Le tueur, toujours vêtu d’un ciré et armé de son crochet, n’innove pas dans la forme, mais sa présence fonctionne. Le film joue avec l’attente, avec la silhouette menaçante aperçue au loin, et avec l’ambiguïté sur l’identité réelle du meurtrier. Malheureusement, le twist final peine à convaincre. Prévisible dès les premières minutes pour les spectateurs habitués au genre, il repose sur une logique fragile et une motivation mal construite. La résolution expédie un peu trop vite ce que le film s’était appliqué à installer. Le principal moteur de ce nouvel opus reste sans doute la nostalgie. Les références au film de 1997 sont nombreuses, mais pas étouffantes. Le plaisir coupable d’assister au retour de visages familiers ou de décors iconiques agit comme un fil conducteur, parfois au détriment de la cohérence ou de la nouveauté.
Le scénario, bien que classique, parvient à tenir le rythme sans trop de longueurs. Mais lorsqu’il s’agit de franchir le pas vers quelque chose de plus audacieux, il préfère rebrousser chemin. La scène post-générique, par exemple, mise sur un effet de surprise plutôt qu’une réelle ouverture. On y découvre Karla (Brandy Norwood), rescapée du deuxième volet, découvrant les derniers événements via un journal télévisé. Le clin d’œil fonctionne, mais reste superficiel, comme une carte postale envoyée aux fans de la première heure. Impossible de ne pas noter à quel point ce film semble calibré pour un jeune public. Les personnages parlent d’amour, de sexe, de réseaux sociaux, et prennent parfois des décisions absurdes.

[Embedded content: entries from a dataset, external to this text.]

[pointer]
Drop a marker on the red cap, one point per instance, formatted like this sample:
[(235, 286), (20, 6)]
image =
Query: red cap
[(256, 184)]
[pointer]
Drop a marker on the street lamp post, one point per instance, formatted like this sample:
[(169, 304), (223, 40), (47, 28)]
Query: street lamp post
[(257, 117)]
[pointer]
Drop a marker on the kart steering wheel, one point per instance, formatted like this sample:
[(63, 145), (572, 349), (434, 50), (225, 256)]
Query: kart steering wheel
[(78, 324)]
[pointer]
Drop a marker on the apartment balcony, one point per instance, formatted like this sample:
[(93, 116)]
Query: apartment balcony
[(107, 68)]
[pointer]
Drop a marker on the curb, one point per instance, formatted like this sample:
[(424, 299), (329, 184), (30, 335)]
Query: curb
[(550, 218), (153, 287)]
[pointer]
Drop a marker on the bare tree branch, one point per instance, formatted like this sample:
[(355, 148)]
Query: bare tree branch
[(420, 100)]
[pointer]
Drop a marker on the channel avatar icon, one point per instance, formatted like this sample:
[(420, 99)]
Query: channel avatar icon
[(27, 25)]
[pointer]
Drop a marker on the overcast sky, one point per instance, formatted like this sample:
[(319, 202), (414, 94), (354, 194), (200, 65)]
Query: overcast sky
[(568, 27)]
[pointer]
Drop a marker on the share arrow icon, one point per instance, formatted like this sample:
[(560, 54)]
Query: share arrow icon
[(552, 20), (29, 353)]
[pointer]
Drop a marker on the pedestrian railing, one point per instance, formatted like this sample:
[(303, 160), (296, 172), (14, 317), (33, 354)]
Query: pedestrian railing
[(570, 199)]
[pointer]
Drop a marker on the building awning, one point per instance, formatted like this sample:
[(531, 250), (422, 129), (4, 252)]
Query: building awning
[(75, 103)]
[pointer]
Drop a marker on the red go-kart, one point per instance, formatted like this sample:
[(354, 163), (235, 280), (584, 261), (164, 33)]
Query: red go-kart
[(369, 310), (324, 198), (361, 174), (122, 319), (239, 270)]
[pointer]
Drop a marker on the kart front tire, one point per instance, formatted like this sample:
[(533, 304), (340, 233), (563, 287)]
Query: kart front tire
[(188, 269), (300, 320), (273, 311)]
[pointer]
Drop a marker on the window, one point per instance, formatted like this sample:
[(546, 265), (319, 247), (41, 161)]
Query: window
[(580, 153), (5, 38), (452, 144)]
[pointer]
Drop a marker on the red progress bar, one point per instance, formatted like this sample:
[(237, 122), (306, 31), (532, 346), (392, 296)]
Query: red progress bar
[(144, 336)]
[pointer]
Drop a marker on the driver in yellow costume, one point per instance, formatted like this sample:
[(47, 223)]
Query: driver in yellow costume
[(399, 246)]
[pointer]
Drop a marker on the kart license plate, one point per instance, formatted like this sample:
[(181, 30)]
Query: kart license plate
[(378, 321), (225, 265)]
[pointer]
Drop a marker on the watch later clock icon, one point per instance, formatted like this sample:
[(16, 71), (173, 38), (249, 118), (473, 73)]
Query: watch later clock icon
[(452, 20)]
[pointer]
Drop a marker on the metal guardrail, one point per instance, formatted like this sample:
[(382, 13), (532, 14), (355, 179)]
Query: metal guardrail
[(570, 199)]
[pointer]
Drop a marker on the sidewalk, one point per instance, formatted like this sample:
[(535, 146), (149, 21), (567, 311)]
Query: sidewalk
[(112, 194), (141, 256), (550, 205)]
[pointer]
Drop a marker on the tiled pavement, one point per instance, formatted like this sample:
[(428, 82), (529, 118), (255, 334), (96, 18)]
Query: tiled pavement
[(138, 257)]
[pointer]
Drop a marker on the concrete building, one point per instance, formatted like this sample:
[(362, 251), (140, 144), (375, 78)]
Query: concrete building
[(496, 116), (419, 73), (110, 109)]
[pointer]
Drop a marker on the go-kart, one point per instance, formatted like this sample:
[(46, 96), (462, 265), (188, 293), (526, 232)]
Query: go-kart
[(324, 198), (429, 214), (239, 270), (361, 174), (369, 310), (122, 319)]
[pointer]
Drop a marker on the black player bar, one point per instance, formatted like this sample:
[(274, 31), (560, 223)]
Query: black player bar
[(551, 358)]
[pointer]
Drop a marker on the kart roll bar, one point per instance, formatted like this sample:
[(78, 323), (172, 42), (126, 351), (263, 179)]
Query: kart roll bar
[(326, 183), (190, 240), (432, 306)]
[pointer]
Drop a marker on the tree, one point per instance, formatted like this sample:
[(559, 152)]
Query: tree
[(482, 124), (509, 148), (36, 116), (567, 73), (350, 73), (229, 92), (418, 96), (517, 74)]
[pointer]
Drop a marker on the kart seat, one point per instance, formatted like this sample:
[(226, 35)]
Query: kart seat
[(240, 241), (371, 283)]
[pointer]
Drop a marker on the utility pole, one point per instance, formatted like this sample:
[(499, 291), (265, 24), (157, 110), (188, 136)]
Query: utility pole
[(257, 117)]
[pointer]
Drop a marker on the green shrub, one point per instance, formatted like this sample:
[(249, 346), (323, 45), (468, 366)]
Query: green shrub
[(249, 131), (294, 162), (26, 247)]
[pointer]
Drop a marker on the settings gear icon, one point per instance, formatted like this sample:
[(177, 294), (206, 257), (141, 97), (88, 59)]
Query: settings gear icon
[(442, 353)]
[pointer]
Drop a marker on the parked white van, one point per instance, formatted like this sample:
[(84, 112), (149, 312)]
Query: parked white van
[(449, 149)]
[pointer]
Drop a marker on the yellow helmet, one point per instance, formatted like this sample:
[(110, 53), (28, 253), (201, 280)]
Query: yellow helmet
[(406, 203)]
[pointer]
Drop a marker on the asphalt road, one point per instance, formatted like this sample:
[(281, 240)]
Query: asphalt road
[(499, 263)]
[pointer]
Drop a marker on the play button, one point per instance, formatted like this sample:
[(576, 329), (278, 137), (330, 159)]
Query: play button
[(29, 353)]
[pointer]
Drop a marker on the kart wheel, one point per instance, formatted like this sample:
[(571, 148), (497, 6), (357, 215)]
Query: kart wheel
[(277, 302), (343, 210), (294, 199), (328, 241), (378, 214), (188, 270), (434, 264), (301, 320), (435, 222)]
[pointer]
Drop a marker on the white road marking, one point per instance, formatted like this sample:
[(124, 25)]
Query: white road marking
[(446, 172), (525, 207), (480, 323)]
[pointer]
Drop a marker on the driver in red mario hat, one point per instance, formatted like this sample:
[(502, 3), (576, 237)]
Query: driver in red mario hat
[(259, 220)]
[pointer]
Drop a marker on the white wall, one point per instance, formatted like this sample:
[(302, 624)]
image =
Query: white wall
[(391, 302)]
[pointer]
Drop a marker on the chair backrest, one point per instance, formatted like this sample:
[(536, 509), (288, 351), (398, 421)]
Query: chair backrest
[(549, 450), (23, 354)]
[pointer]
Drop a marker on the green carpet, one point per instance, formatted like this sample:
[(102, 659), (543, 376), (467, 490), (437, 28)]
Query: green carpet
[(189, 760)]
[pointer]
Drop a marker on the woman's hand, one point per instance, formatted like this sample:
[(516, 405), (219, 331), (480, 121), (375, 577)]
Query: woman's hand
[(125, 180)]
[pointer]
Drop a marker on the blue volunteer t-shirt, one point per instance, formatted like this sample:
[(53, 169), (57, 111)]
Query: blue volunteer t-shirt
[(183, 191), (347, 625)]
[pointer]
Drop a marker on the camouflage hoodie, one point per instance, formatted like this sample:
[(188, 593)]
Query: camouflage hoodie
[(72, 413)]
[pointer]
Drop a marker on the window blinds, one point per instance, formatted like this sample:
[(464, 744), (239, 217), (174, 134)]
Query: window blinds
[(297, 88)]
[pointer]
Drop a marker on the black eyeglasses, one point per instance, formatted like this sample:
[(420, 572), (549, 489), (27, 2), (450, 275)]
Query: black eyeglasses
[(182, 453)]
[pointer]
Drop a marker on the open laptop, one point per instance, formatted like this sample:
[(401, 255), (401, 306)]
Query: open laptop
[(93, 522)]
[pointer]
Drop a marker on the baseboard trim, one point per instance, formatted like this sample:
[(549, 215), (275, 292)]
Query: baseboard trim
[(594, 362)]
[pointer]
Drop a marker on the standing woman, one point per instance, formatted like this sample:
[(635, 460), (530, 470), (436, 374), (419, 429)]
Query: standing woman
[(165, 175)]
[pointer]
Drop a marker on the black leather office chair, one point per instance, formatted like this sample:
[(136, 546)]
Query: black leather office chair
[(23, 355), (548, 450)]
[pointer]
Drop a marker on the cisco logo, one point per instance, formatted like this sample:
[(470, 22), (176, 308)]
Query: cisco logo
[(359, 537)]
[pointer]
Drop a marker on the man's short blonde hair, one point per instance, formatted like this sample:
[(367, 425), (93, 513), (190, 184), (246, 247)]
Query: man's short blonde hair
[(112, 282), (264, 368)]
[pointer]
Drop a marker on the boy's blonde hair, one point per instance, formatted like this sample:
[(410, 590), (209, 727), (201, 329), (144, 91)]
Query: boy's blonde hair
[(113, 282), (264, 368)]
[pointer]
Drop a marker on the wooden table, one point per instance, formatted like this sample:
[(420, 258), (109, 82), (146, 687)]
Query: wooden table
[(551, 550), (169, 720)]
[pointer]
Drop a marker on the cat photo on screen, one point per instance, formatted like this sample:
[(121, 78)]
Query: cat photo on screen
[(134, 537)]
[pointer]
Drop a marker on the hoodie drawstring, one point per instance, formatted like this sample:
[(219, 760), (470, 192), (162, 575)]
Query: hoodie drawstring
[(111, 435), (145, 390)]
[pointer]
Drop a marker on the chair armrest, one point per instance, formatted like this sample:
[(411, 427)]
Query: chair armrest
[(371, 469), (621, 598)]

L’écriture des dialogues trahit une volonté de séduire une nouvelle génération, au risque de perdre un peu de son identité initiale. Le film flirte avec la caricature, sans jamais vraiment l’assumer. Cela dit, cette “bêtise” scénaristique, propre aux slashers des années 90, fait presque partie du charme du genre. Le film n’est pas particulièrement violent, mais s’aventure dans des zones plus suggestives qu’effrayantes. Les meurtres sont stylisés mais peu graphiques, les émotions contenues. Cela donne un film qui cherche davantage à divertir qu’à terrifier, avec un ton presque pop, parfois même second degré.

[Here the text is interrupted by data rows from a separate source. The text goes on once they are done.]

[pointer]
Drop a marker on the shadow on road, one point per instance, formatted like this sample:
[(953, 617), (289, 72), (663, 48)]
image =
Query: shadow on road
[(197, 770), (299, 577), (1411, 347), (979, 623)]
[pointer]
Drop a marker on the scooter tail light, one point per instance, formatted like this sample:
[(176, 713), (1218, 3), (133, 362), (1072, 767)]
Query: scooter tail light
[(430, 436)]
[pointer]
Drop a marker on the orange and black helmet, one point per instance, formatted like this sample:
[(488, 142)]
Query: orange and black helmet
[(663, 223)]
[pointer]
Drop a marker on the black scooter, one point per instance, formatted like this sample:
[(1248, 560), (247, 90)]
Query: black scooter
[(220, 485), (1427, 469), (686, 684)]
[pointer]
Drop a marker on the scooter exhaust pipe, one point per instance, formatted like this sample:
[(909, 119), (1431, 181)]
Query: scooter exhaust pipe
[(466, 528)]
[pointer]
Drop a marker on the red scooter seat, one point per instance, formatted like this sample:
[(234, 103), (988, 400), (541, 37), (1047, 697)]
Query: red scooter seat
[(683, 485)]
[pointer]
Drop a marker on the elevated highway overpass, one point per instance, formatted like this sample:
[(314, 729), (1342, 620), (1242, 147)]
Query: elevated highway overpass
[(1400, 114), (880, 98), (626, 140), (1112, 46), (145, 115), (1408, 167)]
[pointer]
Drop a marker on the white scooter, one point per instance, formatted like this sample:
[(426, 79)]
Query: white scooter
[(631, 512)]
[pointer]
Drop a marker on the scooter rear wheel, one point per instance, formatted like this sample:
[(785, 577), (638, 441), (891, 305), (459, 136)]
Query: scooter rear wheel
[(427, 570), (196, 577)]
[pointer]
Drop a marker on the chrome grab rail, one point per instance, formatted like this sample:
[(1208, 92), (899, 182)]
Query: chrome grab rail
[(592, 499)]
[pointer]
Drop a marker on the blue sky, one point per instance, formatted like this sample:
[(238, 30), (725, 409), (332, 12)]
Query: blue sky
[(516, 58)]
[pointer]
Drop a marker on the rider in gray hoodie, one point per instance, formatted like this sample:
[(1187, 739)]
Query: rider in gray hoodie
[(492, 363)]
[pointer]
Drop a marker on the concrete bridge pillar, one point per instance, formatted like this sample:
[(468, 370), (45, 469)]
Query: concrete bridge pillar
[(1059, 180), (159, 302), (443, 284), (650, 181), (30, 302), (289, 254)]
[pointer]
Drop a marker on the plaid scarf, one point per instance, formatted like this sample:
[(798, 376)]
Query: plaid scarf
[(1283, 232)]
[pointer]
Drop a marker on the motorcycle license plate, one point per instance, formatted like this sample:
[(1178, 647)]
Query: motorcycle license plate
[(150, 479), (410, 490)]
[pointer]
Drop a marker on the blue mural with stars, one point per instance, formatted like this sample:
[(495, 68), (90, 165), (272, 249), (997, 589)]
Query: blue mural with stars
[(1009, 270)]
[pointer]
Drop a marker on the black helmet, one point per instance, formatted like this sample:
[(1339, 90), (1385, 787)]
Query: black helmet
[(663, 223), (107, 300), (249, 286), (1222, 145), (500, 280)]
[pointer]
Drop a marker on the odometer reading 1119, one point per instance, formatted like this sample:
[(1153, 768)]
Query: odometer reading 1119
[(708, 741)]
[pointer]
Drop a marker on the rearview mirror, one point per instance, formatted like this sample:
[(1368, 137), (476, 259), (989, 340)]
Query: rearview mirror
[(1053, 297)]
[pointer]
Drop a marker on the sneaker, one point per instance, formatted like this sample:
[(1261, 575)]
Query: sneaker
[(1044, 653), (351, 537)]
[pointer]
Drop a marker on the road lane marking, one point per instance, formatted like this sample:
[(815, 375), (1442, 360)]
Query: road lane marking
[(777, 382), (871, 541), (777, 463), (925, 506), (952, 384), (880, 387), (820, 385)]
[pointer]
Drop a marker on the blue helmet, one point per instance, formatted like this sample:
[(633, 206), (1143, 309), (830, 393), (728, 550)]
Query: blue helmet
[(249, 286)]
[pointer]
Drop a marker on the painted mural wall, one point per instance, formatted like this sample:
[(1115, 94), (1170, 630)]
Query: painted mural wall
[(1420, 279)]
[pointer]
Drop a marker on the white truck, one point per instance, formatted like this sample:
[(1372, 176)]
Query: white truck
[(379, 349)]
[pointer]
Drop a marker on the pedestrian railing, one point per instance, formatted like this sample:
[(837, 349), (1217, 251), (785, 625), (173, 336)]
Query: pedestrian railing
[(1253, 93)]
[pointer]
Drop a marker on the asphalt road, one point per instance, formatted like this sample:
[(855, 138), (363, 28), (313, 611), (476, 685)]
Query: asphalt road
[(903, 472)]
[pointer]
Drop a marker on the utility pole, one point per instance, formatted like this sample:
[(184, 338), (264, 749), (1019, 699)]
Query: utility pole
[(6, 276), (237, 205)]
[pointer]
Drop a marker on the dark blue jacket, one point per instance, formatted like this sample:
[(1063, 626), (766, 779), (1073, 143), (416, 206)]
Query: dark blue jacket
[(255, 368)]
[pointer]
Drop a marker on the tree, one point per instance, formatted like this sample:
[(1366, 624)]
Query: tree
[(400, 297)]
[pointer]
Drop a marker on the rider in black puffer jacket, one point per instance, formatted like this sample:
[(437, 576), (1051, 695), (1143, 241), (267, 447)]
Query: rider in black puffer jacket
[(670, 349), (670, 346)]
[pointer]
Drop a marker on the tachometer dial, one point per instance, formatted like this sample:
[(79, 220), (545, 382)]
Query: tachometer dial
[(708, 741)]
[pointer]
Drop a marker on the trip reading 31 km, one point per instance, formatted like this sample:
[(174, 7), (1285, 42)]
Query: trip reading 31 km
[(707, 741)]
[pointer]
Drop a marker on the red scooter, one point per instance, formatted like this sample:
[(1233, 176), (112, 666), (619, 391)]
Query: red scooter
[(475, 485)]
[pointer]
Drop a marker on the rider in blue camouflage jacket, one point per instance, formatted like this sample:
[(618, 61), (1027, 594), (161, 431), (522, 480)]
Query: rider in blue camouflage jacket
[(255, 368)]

Souviens-toi… l’été dernier (2025) ne prétend pas réinventer le genre. Ce quatrième volet joue avec les codes, s’amuse de ses références et respecte à la lettre les règles du legacyquel : nouveaux héros, anciens visages, intrigue miroir, et une bonne dose de nostalgie. Malgré une écriture inégale et un dénouement bancal, le film parvient à offrir ce qu’il promet : un divertissement estival, efficace dans sa simplicité. Ce n’est ni une grande réussite, ni un désastre. Juste un slasher de plus, bien fait mais sans éclat, qui ravira surtout les fans de la première heure — et ceux qui ont encore envie de croire que le crochet du passé peut encore frapper juste.
Note : 6/10. En bref, un crochet nostalgique dans l’ère des legacyquels. Souviens-toi… l’été dernier (2025) ne prétend pas réinventer le genre. Ce quatrième volet joue avec les codes, s’amuse de ses références et respecte à la lettre les règles du legacyquel : nouveaux héros, anciens visages, intrigue miroir, et une bonne dose de nostalgie.